Ces images de soleil, de farniente et de mondanités sur papier glacé suffiraient au bonheur de bien des rivages. La somptueuse ceinture côtière de la Sardaigne ne saurait cependant gommer l’essentiel de cette île, son coeur : des paysages grandioses, des traditions restées étonnamment vivantes et des vestiges millénaires.
Allongée au flanc de la botte italienne, à 11 kilomètres seulement de la Corse et 180 de Naples, cette soeur jumelle de la Sicile mêle plaines exceptionnellement fertiles (elle fut pendant des siècles l’un des greniers à blé de l’Empire romain) et massifs montagneux, qui la protègent des turbulences du monde. Sitôt quittée la côte, une route asphaltée pique vers un village brûlé de soleil, accroché aux premières pentes des collines.
Bientôt, des chemins plus ou moins empierrés escaladent le massif. La Land Rover tangue, roule, plonge et se redresse pour franchir un fossé, se faufile entre les chênes-verts et les genévriers, grimpe jusqu’au sommet d’un piton d’où moutonne une mer de verdure. Pas un village à l’horizon. Aucun signe de vie, à l’exception des chèvres et de leurs bergers, qui partagent volontiers le cochon de lait cuit à la broche et le pecorino, le fromage de brebis local.

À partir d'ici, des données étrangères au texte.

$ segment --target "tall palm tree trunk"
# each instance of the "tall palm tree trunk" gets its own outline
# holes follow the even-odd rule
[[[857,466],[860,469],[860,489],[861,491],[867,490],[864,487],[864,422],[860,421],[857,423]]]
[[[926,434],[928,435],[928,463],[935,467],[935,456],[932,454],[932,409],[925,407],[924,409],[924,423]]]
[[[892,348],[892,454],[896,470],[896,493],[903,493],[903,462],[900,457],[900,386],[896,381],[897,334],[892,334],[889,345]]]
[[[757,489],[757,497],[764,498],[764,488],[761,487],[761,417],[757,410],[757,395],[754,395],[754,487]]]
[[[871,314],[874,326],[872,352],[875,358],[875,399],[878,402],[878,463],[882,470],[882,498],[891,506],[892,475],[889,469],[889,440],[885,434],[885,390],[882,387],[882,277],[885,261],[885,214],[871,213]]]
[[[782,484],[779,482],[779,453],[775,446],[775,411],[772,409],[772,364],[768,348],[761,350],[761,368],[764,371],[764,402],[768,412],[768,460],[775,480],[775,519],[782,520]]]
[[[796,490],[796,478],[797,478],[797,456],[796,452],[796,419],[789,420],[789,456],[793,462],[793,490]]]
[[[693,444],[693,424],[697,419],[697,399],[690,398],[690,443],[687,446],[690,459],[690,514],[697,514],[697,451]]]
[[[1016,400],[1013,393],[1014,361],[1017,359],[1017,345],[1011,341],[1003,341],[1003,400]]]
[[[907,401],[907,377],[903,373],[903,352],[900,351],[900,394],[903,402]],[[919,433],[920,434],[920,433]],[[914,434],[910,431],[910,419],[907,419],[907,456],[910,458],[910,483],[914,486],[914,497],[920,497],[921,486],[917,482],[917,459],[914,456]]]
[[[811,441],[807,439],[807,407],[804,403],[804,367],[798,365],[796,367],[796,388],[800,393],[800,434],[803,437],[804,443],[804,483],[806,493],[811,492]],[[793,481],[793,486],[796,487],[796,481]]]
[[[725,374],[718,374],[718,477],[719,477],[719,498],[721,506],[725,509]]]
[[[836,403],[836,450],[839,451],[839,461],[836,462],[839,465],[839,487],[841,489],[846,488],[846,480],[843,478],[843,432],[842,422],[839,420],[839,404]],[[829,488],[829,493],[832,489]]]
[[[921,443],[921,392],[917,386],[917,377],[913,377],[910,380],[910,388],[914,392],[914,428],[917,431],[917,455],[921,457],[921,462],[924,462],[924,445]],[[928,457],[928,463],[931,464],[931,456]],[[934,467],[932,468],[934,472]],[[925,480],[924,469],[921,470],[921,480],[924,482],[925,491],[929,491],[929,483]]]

Chemin faisant, il arrive qu’on aperçoive des mouflons, des cerfs ou des sangliers errant dans ces solitudes odorantes de toutes les herbes de la Méditerranée. On est certain, en revanche, de découvrir, noyés dans la végétation, de mystérieux monuments préantiques. « Domus de janas », maisons de fées, en fait des tombes creusées dans le rocher.
Et surtout d’énigmatiques « nuraghe », énormes tours tronquées édifiées à l’âge du bronze, on ne sait trop pour quel usage, temple ou demeure fortifiée. Certaines dépassent les 20 mètres de hauteur. On en recense environ 7 000 la plupart dressées aux endroits les plus élevés, mais aussi à l’entrée des vallées et le long des sentiers. Si nombreuses que la Sardaigne en a fait son emblème.
Une simple balade dans les grandioses massifs du Gennargentu et de la Barbagia, avec quelques stops à Nuoro, Oliena ou Orgosolo, ancien fief des bandits d’honneur, entrouvre la porte sur une île ancestrale, hospitalière, à l’antique, les yeux dans les yeux. Cette Sardaigne-là, on le comprend vite, a beaucoup à raconter.